Fig. 6 — Hypothesized mechanism of bone regeneration triggered by microalgae therapeutic peptides, based on findings of Nguyen et al. (2013) [16] and Moradi et al. (2024) [17].

In the study by Nguyen et al. (2013) [16], it was evaluated the therapeutic peptide in human osteoblast-like MG-63 cell line and in murine mesenchymal stem cells (D1 cells). The tetrapeptide MDPW exposure resulted in a significant increase in BMP-2 gene and protein expression in both tested cell types. This observation suggests that BMP signaling may be involved in the osteogenic response. However, direct activation of BMP receptors or peptide-receptor interactions were not investigated. Downstream signaling analysis showed increased phosphorylation of SMAD1/5/8 following peptide treatment in MG-63 and D1 cells. These phosphorylation events were detected by Western Blott and are consistent with activation of the canonical BMP-SMAD pathway. Nevertheless, receptor-level association and SMAD nuclear translocation were not assessed, leaving the upstream mechanism unknown. The same study also demonstrated activation of mitogen-activated protein kinases. Specifically, phosphorylation of ERK1/2, JNK and p38 were high in both cell models. In MG-63 cells, MAPK phosphorylation increased progressively with peptide concentration. In contrast, D1 cells showed maximum ERK and p38 phosphorylation at intermediate concentrations. Followed by a partial decline at higher doses. Increased phosphorylation of SMAD1/5/8 and MAPKs was associated with high alkaline phosphatase (ALP) activity and enhanced expression of osteogenic markers, including collagen type 1 and osteocalcin. These changes were observed in both osteoblastic and mesenchymal stem cells, supporting the role of the microalgae therapeutic peptide in promoting osteogenic differentiation in vitro. Additional evidence from a study using a mix of peptides from Arthrospira platensis reported increased expression of RUNX2, osteocalcin, and β-catenin, along with higher ALP activity in human amniotic mesenchymal stem cells [17].

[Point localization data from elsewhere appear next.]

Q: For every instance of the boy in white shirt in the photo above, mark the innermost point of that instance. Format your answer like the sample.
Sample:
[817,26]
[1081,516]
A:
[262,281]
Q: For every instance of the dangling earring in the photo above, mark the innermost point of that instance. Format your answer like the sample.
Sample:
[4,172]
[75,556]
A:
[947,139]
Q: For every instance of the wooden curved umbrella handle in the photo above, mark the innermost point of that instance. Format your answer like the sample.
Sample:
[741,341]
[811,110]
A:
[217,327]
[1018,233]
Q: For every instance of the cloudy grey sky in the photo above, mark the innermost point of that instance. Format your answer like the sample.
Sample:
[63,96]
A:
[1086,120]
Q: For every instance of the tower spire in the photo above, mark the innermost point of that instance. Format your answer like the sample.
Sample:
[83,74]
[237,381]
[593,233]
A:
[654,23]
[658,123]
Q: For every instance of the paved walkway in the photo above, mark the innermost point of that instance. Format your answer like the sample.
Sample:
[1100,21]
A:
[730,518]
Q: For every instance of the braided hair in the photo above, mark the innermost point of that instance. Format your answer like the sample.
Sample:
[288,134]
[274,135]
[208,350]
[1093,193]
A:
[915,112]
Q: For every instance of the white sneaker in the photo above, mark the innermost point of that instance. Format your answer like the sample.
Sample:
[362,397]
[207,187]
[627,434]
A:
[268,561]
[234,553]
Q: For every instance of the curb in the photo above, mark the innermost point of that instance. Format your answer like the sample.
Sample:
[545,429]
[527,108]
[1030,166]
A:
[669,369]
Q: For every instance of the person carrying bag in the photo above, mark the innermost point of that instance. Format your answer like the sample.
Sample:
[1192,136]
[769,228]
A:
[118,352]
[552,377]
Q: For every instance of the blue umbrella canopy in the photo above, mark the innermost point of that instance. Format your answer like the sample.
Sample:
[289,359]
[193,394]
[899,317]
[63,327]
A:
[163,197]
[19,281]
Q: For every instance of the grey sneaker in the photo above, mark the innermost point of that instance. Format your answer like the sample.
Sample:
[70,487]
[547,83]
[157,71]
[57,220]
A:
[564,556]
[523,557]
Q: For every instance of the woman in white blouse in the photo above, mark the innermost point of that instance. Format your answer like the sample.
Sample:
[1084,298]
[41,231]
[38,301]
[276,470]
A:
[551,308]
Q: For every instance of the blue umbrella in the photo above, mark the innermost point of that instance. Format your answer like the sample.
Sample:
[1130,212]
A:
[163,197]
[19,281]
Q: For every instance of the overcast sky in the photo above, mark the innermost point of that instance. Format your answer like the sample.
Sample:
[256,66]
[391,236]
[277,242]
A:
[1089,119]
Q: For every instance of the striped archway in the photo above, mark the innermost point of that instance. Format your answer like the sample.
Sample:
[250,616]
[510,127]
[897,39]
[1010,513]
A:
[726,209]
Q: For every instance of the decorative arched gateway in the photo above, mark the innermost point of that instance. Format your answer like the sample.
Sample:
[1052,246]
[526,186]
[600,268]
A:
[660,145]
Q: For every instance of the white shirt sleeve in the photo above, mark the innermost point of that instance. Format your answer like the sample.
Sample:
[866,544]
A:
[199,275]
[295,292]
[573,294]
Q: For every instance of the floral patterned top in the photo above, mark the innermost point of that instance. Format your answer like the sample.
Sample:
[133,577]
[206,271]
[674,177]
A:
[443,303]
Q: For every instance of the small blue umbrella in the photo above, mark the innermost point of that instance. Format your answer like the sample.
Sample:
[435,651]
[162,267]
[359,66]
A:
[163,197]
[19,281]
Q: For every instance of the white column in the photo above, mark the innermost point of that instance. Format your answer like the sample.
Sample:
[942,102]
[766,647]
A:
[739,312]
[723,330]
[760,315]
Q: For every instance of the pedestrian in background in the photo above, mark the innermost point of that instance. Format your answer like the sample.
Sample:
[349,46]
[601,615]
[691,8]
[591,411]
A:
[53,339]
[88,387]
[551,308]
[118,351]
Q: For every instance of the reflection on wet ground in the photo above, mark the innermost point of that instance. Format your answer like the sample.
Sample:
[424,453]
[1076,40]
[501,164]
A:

Overall, available data indicates that the identified microalgae therapeutic peptides can stimulate osteogenic differentiation and are associated with phosphorylation of ERK, JNK, p38 and SMAD1/5/8 in cell-based models. Nonetheless, in vitro and in vivo mechanistic knowledge in this specific niche is lacking. Moreover, the identification of upstream receptors, the pathway initiation, and the causal relationships between signaling cascades have not been established. Hence, addressing these gaps will be essential to validate these peptides as therapeutics for bone regeneration.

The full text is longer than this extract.